We haven’t really had so much as a heat ripple this summer, to belabor the analogy of fluid dynamics as applied to air temperature.
This year’s highest temperature is 88 degrees on June 22. Almost two decades have passed since so much of a year elapsed without the Baker City Airport recording a single day when the temperature reached 90 degrees.
ONE YEAR AGO
from the Baker City Herald
July 14, 2020
In a normal July, Shelly Cutler, on this third Thursday of the month, would be signing papers and answering phone calls and quite possibly nurturing the sort of headache that afflicts people who have far more tasks to finish than hours to finish them.
This is not a normal July.
And it’s Cutler’s heart that hurts rather than her head.
She’s the executive director of the Baker County Chamber of Commerce, the sponsor for Miners Jubilee, Baker City’s traditional summer festival.
In past years Cutler would be busy today welcoming dozens of vendors to Geiser-Pollman Park for their weekend run of selling crafts and T-shirts and satisfying that peculiar summer appetite that only deep-fried foods can satisfy.
This year she mailed refund checks to many of those vendors.
“That was disappointing,” Cutler said.
If 2020 had an official adjective that might be the one.
Cutler announced on June 19 that Miners Jubilee wouldn’t happen.
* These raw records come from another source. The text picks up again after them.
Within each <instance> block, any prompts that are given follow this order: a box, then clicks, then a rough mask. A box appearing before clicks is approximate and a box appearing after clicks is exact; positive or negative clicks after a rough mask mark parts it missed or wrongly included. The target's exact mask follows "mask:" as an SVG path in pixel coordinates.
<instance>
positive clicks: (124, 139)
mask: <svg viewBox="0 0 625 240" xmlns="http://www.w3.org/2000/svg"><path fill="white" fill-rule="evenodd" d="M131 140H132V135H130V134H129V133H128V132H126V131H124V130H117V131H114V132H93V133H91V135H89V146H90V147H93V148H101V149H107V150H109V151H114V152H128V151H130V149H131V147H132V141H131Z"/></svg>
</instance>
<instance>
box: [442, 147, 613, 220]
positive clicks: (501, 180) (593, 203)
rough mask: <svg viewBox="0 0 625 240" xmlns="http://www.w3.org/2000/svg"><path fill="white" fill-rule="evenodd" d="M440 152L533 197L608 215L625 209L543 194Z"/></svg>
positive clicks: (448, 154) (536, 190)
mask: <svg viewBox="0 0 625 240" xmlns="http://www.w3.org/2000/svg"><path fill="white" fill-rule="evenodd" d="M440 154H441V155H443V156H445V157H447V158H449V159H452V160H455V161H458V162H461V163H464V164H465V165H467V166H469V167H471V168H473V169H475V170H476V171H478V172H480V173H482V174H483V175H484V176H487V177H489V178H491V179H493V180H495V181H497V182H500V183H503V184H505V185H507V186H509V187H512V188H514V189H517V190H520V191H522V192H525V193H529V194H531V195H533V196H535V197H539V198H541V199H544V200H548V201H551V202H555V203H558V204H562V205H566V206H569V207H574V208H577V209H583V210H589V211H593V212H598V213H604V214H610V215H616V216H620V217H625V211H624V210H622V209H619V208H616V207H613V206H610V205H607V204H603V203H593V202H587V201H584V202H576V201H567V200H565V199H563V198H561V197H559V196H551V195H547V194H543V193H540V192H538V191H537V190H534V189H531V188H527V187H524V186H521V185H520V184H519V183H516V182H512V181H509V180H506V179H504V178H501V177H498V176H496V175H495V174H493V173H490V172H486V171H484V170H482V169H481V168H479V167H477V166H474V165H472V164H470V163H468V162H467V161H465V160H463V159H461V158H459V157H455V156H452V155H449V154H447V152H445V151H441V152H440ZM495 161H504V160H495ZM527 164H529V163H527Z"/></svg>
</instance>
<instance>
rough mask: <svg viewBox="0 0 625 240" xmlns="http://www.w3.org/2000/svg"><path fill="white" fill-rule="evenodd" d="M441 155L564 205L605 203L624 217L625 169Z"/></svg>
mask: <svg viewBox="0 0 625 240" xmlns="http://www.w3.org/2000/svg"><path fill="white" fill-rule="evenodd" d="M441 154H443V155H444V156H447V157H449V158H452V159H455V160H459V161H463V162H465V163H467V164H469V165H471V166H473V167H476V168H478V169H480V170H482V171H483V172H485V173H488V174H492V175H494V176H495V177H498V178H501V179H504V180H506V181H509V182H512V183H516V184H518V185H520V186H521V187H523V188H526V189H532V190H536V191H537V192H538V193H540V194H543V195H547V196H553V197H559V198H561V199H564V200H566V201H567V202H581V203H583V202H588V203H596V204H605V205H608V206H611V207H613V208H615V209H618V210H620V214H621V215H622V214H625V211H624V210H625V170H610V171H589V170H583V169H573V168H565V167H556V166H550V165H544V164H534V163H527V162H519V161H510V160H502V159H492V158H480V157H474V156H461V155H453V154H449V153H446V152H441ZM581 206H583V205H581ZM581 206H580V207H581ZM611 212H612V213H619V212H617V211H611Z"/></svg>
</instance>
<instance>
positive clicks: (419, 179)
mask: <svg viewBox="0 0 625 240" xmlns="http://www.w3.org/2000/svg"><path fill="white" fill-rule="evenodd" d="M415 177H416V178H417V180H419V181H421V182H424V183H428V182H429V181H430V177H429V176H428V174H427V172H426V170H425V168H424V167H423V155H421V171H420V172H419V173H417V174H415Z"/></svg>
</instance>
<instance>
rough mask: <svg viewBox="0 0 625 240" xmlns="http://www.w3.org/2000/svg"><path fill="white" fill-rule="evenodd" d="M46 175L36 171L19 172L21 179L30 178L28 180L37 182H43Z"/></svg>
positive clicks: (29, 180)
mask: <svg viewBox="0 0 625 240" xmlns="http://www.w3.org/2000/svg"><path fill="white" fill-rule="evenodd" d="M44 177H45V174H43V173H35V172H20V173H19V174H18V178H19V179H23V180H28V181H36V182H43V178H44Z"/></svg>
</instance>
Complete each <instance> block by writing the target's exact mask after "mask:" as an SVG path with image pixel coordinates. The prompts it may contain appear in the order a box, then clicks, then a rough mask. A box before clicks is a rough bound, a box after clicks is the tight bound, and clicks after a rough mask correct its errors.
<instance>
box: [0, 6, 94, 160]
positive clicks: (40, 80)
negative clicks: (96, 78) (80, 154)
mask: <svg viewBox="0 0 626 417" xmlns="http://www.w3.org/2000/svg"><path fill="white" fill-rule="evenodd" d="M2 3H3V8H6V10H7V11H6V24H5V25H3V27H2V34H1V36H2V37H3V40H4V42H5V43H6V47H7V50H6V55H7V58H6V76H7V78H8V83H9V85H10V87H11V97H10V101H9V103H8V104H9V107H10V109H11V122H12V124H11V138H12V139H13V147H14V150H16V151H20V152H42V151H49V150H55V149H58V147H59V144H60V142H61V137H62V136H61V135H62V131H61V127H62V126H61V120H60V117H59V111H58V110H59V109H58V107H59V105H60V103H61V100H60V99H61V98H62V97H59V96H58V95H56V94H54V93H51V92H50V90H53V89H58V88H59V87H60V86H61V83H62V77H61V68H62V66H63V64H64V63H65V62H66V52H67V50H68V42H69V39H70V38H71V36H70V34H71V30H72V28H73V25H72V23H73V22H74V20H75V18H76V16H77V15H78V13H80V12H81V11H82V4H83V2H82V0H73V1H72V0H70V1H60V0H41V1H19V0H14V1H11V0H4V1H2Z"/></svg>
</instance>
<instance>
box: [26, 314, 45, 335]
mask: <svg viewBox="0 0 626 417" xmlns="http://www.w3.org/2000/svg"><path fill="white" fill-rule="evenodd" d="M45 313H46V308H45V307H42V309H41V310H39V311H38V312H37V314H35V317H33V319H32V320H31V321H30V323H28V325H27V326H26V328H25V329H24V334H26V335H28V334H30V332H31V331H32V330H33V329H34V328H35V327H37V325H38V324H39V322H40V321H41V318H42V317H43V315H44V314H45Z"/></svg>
Cutler acknowledged on Wednesday that she canceled the event with a certain trepidation, even though it seemed all but certain Jubilee couldn’t comply with the limit of 250 people attending such events that Oregon Gov. Kate Brown had announced.
In the ensuing month, however, a major festival has seemingly become even less feasible, as Oregon’s number of COVID-19 infections has nearly doubled.